There have been several outbreaks in provincially run jails

Advocates say inmates should have speedy access to the COVID-19 vaccine, given how susceptible prisons and jails have been to outbreaks and how prevalent chronic disease is in that population.

“I don’t think they should go to the front of the line, but I certainly don’t think they should be denied their rightful place in the priority line simply because they’re prisoners,” said Catherine Latimer, executive director of the John Howard Society of Canada.

The Correctional Service of Canada said that, as of Monday, there were a total of 201 active COVID-19 cases in federal prisons.

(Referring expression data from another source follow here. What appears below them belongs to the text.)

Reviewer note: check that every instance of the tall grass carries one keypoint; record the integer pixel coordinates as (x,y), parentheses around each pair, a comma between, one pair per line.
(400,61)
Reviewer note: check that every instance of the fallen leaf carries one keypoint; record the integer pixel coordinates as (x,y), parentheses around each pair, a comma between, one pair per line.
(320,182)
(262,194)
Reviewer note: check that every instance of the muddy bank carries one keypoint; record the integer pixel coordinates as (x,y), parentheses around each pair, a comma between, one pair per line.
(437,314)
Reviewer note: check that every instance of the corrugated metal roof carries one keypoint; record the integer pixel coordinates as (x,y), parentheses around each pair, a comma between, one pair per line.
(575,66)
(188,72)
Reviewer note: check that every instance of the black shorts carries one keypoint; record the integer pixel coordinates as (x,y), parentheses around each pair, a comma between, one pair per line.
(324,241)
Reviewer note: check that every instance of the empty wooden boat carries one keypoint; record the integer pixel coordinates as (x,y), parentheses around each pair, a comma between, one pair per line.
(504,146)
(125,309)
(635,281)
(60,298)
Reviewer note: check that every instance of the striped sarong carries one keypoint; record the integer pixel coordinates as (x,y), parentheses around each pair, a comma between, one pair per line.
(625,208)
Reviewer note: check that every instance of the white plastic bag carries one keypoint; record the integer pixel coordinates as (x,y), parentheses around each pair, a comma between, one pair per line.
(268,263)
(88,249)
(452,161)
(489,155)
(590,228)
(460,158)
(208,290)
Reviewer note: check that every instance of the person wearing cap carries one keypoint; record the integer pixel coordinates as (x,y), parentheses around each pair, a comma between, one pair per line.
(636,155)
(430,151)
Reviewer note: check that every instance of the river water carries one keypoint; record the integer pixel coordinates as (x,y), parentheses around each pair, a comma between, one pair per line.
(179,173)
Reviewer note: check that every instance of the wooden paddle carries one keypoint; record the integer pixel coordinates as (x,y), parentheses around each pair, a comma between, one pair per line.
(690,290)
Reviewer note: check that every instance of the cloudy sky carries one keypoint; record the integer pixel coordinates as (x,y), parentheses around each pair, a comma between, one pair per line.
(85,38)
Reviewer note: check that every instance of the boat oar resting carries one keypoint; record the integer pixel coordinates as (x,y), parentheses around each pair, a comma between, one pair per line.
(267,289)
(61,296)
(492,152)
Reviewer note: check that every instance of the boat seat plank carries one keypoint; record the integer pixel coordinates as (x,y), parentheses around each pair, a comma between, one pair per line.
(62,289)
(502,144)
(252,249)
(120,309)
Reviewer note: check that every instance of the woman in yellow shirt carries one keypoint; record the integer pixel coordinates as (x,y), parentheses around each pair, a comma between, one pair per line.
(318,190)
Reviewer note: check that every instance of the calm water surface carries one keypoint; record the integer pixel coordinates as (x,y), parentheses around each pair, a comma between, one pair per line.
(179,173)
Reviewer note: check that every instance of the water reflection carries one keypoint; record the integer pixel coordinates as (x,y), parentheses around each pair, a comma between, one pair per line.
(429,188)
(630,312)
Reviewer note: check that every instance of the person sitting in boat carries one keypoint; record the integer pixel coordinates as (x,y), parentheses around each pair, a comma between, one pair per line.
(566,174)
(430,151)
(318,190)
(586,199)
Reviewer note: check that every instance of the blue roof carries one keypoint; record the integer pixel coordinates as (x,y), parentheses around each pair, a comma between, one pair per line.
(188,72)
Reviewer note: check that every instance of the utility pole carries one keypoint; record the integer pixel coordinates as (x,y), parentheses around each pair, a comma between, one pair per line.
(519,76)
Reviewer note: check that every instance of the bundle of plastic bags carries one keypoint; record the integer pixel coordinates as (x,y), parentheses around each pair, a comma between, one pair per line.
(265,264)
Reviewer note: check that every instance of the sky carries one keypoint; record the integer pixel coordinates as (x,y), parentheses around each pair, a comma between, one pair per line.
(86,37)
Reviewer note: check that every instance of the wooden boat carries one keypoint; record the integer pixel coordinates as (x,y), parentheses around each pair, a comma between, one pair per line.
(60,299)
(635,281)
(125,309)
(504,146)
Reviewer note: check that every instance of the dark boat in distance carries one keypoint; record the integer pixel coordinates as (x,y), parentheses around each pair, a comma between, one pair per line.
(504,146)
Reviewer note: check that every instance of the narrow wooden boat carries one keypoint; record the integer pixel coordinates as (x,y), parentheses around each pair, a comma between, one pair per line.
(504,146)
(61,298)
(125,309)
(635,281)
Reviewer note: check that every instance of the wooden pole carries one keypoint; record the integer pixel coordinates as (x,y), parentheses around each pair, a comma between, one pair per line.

The bulk were at Joyceville Institution near Kingston, Ont., Stony Mountain Institution near Winnipeg and the Saskatchewan Penitentiary near Prince Albert.

There have also been several outbreaks in provincially run jails.

Martha Paynter, a registered nurse in Halifax who provides reproductive care to inmates, said hygiene and ventilation in correctional institutions are issues at the best of times.

There is also high turnover in remand centres and staff are constantly coming and going, she added.

Inmates are “living in this incredibly restrictive experience, but also facing very grave risk of illness transmission,” said Paynter, a doctoral candidate at Dalhousie University.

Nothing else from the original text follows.